ESG investing is here to stay after Covid-19 but lack of robust data hinders adoption, survey shows
- There have been initiatives by many stock exchanges in Asia, including Hong Kong Exchanges and Clearing, to mandate ESG disclosure
- ‘Investors see ESG as the future and are in it for the long haul’ says Capital Group, which conducted the survey

Investments that take environmental, social and governance (ESG) factors into consideration are here to stay after getting a boost from Covid-19, but a lack of robust data could hinder their adoption by investors, according to a study from money manager Capital Group.
Three out of four investors disagree that interest in ESG will subside when the pandemic is over, according to the Capital Group ESG Global Study 2021 released on Thursday. The study was conducted on 1,040 global investors by market research consultancy CoreData Research in June.
“While Covid-19 has helped accelerate ESG fund flows, these findings show that investors do not think momentum will slow upon removal of the Covid-19 boost,” Capital Group said in the report. “Investors see ESG as the future and are in it for the long haul.”
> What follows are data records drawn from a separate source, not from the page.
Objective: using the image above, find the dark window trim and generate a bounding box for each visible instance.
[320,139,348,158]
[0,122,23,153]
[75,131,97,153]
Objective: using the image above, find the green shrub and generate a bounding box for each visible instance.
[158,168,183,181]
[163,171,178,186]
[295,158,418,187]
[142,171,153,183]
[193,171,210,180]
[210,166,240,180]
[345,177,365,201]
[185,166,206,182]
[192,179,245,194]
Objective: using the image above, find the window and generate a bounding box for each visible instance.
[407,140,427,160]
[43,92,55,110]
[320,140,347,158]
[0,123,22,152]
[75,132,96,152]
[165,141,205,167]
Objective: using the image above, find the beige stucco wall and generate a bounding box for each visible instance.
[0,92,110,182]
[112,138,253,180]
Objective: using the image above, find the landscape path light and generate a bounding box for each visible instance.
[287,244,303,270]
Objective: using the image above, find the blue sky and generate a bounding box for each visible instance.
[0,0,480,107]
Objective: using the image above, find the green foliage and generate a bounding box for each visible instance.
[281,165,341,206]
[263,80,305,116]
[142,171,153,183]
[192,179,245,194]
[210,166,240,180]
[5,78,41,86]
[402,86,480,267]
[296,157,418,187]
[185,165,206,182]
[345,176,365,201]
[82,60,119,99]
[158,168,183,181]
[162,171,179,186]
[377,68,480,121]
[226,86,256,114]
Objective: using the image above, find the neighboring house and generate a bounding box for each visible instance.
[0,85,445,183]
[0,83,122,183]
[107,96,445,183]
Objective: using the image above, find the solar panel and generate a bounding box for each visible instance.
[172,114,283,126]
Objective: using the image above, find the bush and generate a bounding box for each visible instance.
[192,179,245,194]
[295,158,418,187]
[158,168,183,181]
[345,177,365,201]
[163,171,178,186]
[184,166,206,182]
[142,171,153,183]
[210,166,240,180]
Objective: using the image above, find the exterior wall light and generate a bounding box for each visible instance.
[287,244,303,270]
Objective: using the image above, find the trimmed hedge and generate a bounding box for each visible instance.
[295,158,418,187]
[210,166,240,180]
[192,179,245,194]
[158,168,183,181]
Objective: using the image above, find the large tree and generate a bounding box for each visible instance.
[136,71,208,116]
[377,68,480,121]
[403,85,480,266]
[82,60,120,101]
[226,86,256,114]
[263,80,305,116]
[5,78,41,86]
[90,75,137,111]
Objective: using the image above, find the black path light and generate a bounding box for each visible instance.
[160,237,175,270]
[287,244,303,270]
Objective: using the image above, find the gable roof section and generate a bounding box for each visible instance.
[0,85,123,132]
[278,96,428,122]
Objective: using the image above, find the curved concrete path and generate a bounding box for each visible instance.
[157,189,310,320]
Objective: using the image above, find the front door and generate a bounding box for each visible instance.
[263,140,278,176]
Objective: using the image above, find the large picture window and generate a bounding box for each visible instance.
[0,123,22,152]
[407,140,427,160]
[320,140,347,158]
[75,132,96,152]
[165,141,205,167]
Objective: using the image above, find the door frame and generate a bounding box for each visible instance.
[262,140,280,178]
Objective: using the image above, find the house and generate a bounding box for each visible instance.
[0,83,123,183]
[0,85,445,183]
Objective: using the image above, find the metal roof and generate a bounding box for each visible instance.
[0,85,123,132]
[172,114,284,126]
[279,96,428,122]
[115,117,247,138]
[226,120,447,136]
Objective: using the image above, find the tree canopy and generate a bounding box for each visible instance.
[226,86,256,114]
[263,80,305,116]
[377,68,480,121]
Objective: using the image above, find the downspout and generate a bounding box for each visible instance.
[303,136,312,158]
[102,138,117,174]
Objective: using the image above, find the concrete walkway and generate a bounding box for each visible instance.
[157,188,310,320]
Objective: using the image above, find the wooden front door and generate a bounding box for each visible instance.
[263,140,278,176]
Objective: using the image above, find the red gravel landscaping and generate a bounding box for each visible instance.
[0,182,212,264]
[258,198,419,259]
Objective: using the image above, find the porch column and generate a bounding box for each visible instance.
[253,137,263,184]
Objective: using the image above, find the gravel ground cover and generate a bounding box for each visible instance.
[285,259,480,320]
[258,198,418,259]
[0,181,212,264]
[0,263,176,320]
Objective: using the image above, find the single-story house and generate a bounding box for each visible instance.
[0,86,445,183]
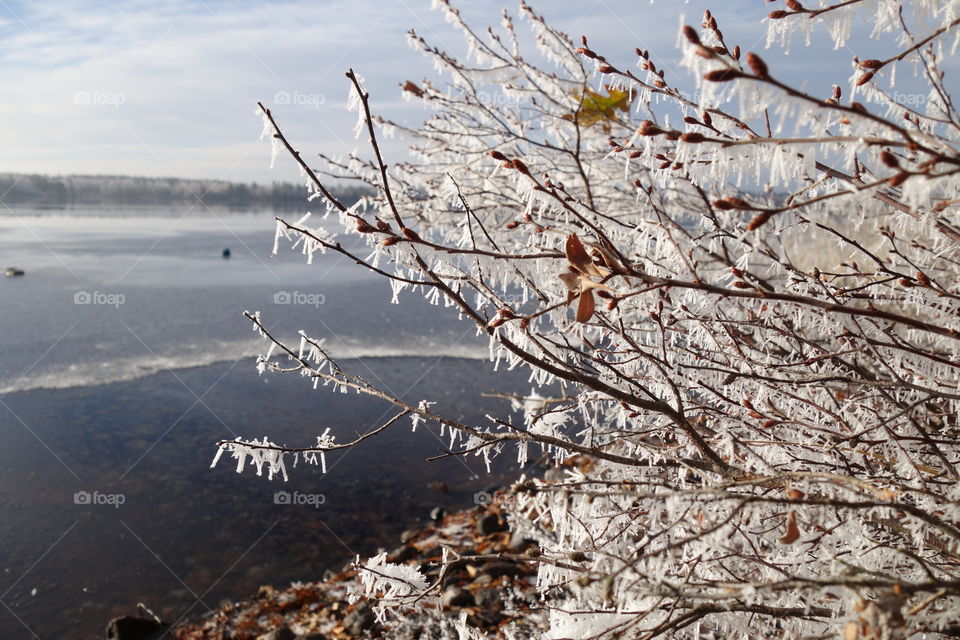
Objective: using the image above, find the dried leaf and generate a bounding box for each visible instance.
[780,509,800,544]
[576,289,596,322]
[560,271,580,293]
[563,233,593,273]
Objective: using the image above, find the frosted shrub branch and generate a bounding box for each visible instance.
[217,0,960,640]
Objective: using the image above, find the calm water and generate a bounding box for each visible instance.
[0,211,540,638]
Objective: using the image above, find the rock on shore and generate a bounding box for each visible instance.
[170,492,544,640]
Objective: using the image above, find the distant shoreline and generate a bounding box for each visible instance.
[0,173,369,209]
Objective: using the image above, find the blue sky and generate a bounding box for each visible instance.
[0,0,884,182]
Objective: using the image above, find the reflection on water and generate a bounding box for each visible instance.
[0,215,540,638]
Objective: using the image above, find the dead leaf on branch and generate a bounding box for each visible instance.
[560,233,613,322]
[563,85,633,131]
[780,509,800,544]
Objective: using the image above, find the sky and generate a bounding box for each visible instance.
[0,0,896,183]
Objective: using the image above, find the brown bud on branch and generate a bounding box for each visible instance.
[747,53,770,78]
[703,69,746,82]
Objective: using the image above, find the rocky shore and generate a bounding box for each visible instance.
[107,494,542,640]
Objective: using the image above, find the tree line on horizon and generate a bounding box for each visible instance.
[0,173,367,207]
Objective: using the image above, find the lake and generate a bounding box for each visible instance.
[0,209,530,638]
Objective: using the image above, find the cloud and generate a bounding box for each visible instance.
[0,0,944,182]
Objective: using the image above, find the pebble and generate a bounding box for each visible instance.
[440,586,476,607]
[477,513,507,536]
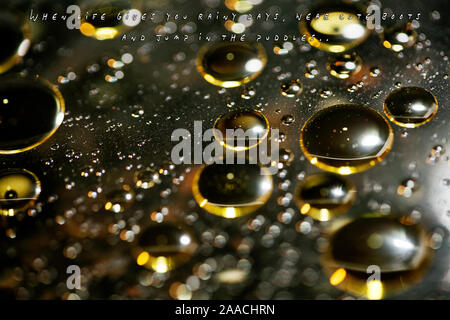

However, nearly half [49 per cent] of the investors surveyed pointed to a lack of robust data as the top barrier to greater adoption of ESG.
“The lack of robust and consistent data is the main challenge when investing in ESG,” said Jessica Ground, Capital Group’s global head of ESG. “It’s understandable that as ESG becomes more important to these investors, the desire to be rigorous in their assessment of ESG grows.”
There have been initiatives by many stock exchanges in Asia, including Hong Kong, to mandate ESG disclosure, which has led to a rapid increase in data in the region, said Gabriel Wilson-Otto, director of sustainable investing at Fidelity International, speaking at a webinar hosted by the Asian Private Banker on Wednesday.